Het hebben van een “snapshot” van je Body Fat Mass (lichaamsvetmassa) en Skeletal Muscle Mass (skeletspiermassa) – en hoe beide componenten bijdragen aan het uiteindelijke getal op de weegschaal – kan je helpen bepalen welke stappen je moet nemen om je algehele lichaamssamenstelling en gezondheid te verbeteren.
Bijvoorbeeld, als je merkt dat je Body Fat Mass hoog is, maar je Skeletal Muscle Mass lijkt binnen een normaal bereik te liggen, kun je je meer richten op het verminderen van vet door een combinatie van lichaamsbeweging en dieet, in plaats van alleen maar weerstandstraining om spieren op te bouwen.
Dit kan je ook laten zien dat je vooruitgang niet altijd zichtbaar is op de weegschaal! Als je hard hebt getraind in de sportschool en je veel fitter voelt, maar het getal op de weegschaal niet is veranderd, kan het zijn dat je spieren opbouwt. Nogmaals, spieren nemen minder ruimte in je lichaam in dan vetweefsel, dus deze vooruitgang zal niet per se zichtbaar zijn op de weegschaal, maar dat betekent niet dat je geen enkele vooruitgang boekt.
Een lichaamssamenstellingsmeting geeft je de mogelijkheid om meer te weten te komen over je lichaamssamenstelling en kan laten zien dat je spieren opbouwt, wat je gemotiveerd kan houden om door te gaan.
Hoe behoud je spiermassa tijdens het verliezen van vet?
Als je gewicht wilt verliezen, zou je overtollig vetweefsel moeten verliezen en geen spiermassa. Studies hebben aangetoond dat het belangrijk is om je te richten op dieet en lichaamsbeweging als je je Skeletal Muscle Mass wilt behouden tijdens het afvallen.

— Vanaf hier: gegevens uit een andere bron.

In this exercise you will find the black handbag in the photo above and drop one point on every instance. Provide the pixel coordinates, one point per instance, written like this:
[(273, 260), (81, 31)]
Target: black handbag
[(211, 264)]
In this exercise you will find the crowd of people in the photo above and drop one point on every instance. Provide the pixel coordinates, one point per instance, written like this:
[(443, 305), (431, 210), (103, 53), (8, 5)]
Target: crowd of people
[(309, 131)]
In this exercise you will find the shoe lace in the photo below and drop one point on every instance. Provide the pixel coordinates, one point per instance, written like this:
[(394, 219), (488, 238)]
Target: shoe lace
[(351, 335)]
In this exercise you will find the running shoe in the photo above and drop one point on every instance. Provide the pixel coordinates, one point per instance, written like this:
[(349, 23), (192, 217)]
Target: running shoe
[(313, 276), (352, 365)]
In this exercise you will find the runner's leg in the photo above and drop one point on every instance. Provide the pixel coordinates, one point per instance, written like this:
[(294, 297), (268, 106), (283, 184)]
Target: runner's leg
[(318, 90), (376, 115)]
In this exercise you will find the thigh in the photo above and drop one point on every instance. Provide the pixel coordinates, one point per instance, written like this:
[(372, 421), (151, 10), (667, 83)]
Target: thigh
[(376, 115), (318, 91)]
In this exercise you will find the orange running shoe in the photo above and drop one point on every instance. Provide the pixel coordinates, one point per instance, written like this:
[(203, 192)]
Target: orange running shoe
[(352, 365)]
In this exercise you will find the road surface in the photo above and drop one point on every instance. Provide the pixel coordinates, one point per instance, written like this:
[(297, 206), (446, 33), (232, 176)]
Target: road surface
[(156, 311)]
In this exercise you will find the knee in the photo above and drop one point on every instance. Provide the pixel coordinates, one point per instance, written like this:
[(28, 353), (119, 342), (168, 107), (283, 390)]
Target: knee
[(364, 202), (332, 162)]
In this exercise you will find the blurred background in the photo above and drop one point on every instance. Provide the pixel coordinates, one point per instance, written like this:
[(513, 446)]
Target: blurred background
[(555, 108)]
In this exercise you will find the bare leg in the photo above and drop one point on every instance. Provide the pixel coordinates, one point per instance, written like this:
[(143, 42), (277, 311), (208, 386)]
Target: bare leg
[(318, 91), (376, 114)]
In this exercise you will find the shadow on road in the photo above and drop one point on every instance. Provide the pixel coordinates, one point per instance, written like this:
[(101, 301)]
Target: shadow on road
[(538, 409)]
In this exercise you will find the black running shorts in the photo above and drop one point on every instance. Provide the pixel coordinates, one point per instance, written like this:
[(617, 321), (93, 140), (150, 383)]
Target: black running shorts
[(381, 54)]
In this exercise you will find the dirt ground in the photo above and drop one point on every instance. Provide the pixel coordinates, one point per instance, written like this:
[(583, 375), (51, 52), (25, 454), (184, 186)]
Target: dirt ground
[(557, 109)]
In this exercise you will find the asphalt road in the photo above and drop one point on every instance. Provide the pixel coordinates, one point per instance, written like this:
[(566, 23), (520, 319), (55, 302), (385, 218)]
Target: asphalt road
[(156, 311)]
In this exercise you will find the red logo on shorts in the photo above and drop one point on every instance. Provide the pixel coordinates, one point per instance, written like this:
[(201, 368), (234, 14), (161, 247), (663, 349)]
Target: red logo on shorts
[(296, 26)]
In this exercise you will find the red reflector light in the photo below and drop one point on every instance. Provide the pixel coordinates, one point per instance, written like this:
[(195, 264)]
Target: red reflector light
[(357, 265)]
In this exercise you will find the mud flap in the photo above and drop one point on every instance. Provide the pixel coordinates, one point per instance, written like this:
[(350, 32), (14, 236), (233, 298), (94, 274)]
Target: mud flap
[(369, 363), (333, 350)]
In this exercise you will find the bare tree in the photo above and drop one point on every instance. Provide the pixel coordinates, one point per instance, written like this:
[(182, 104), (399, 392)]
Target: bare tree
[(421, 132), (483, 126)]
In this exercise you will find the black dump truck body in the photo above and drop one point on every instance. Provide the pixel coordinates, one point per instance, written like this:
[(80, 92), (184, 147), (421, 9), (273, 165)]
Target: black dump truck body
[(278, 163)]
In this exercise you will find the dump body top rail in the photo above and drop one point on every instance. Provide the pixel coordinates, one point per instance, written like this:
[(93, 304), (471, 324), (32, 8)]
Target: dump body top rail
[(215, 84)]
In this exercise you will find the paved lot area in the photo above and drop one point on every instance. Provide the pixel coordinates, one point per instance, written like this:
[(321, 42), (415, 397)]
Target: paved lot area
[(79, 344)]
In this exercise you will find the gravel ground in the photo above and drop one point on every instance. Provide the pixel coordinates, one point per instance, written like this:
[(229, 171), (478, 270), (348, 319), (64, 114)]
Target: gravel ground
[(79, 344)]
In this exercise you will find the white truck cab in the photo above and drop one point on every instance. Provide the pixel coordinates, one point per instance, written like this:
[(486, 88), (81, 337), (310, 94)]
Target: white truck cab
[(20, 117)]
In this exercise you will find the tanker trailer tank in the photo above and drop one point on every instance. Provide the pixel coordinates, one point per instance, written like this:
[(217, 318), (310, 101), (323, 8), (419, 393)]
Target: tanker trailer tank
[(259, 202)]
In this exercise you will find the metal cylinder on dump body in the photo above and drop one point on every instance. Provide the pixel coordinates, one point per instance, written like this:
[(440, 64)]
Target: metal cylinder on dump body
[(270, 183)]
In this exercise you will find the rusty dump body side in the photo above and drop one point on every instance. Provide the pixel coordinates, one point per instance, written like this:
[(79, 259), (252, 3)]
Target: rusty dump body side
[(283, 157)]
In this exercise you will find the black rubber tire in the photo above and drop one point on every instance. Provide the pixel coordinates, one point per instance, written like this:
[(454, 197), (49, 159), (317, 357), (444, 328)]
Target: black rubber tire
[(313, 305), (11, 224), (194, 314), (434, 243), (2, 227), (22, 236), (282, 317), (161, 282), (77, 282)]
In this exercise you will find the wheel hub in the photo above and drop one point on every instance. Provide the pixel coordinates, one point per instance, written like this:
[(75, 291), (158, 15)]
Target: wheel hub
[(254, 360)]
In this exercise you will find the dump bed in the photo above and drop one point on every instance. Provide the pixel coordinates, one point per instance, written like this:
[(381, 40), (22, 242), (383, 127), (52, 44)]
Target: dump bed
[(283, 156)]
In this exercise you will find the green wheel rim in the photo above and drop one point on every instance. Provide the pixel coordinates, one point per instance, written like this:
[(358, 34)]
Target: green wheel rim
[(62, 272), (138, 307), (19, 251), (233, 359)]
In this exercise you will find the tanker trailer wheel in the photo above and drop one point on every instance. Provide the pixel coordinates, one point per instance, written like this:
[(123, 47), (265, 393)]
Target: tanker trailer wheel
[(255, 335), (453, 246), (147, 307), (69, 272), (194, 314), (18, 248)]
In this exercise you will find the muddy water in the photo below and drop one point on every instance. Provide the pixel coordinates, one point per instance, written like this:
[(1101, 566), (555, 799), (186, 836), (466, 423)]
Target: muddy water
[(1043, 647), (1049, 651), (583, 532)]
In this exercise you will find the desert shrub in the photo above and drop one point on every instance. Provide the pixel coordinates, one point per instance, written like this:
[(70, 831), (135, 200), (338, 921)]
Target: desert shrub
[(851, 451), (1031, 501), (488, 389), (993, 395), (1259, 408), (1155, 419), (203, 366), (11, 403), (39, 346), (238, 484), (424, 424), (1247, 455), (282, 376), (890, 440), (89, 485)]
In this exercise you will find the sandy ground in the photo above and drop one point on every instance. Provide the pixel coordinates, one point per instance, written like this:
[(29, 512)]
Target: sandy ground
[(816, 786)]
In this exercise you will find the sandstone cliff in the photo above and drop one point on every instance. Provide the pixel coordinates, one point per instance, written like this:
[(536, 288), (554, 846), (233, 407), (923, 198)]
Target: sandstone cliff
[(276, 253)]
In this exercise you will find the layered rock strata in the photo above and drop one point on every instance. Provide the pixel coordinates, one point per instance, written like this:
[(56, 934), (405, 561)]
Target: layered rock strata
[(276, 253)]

Om dit te doen, moet je ervoor zorgen dat je op een gezonde manier gewicht verliest:
- Zorg voor een gezonde balans tussen cardio- en weerstandstraining in je trainingsroutine om calorieën te verbranden en spieren op te bouwen.
- Eet met een calorietekort om je overtollige vetreserves te verbranden.
- Zorg ervoor dat je voldoende eiwitten binnenkrijgt in je dieet om gezonde spiermassa te ondersteunen en behouden.
Lees hier meer over het behouden van spiermassa tijdens het afvallen van vet: Vet verliezen en spieren behouden
Conclusie
Er is meer aan je lichaamsgewicht dan wat je ziet – hoewel een gezonde lichaamssamenstelling zeker kan helpen! Weten hoe vet en spieren bijdragen aan je gewicht kan je waardevolle inzichten geven in je gezondheid en je helpen bij het plannen van een specifieker dieet- en trainingsroutine voor je doelen.